Verse 11: Now, in these last sentences, I want to emphasize in the bold scrawls of my personal handwriting the immense importance of what I have written to you. 6:12 These people who are attempting to force the ways of circumcision on you have only one motive: They want an easy way to look good before others, lacking the courage to live by a faith that shares Christ’s suffering and death. All their talk about the law is gas. 6:13 They themselves don’t keep the law! And they are highly selective in the laws they do observe. They only want you to be circumcised so they can boast of their success in recruiting you to their side. That is contemptible!
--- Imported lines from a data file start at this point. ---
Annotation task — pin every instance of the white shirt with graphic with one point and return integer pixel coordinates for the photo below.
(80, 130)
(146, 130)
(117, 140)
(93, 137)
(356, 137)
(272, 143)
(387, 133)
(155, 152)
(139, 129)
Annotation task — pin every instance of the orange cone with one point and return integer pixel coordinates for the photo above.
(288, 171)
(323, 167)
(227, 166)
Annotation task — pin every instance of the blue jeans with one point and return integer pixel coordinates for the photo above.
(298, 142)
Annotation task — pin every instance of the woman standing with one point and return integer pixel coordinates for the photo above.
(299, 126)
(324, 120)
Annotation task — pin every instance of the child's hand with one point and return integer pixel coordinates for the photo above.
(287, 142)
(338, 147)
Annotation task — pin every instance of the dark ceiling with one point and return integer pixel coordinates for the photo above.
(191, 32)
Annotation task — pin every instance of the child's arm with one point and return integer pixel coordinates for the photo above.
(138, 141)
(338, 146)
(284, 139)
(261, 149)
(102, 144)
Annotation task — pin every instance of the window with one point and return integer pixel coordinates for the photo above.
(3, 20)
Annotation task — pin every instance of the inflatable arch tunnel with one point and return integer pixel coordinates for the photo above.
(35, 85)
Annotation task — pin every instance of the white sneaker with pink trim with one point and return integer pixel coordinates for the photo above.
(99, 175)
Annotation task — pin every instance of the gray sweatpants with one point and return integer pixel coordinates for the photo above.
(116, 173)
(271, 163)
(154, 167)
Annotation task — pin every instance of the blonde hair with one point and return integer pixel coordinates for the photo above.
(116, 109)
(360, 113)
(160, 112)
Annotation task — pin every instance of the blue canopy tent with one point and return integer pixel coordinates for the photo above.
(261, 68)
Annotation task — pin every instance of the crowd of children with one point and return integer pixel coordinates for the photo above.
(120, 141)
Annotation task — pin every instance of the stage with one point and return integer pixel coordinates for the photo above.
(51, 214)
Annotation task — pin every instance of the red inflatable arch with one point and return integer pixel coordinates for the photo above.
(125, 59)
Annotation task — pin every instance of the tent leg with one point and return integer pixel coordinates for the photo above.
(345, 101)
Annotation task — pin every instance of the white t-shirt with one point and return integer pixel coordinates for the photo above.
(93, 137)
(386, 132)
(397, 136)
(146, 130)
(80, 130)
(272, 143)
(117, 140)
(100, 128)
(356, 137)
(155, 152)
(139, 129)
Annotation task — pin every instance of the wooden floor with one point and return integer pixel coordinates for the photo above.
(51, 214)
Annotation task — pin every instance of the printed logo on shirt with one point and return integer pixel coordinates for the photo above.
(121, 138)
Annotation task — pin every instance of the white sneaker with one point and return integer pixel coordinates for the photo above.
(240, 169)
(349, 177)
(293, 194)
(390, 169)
6:14 For my part, I am going to boast about nothing but the Cross of our Master, Jesus Christ. Because of that Cross, I have been crucified in relation to the world, set free from the stifling atmosphere of pleasing others and fitting into the little patterns that they dictate. 6:15 Can’t you see the central issue in all this? It is not what you and I do-submit to circumcision, reject circumcision. It is what God is doing, and God is creating something totally new, a free life! 6:16 All who walk by this standard are the true Israel of God--that is, God’s chosen people. Peace and mercy on them!

You are God’s chosen daughter or son, when you live free.  When you’re not bound to pleasing others and fitting into the patterns that are dictated.  You are God’s chosen one, free in Christ, when you simply accept this grace that has been handed to you, and then turn and share it with your neighbor...when you don’t hoard it.  (Today I think we ought to commune one another...)  
You are a free and chosen son or daughter of God when you work for the benefit of all, when you love your family and love your enemy, as Jesus asked us to.  You know how free you are when you love your enemy?  We can be enslaved to war with our enemy; only true freedom comes when we love our enemies and pray for our persecutors, our attackers.  

You are free, in Christ, sisters and brothers!  This is not a passage about legalism, it’s a passage/letter about freedom.  Paul gives us commands in order to guide us down a narrow, but liberating path.  That path is yours this day, in and through Christ Jesus.  Let’s travel it together, caring for one another, bearing one another’s burdens, for the rest of our days.  Let’s not weary in doing what is right...  


For peace, freedom, and mercy is upon us, and will never leave us.  AMEN.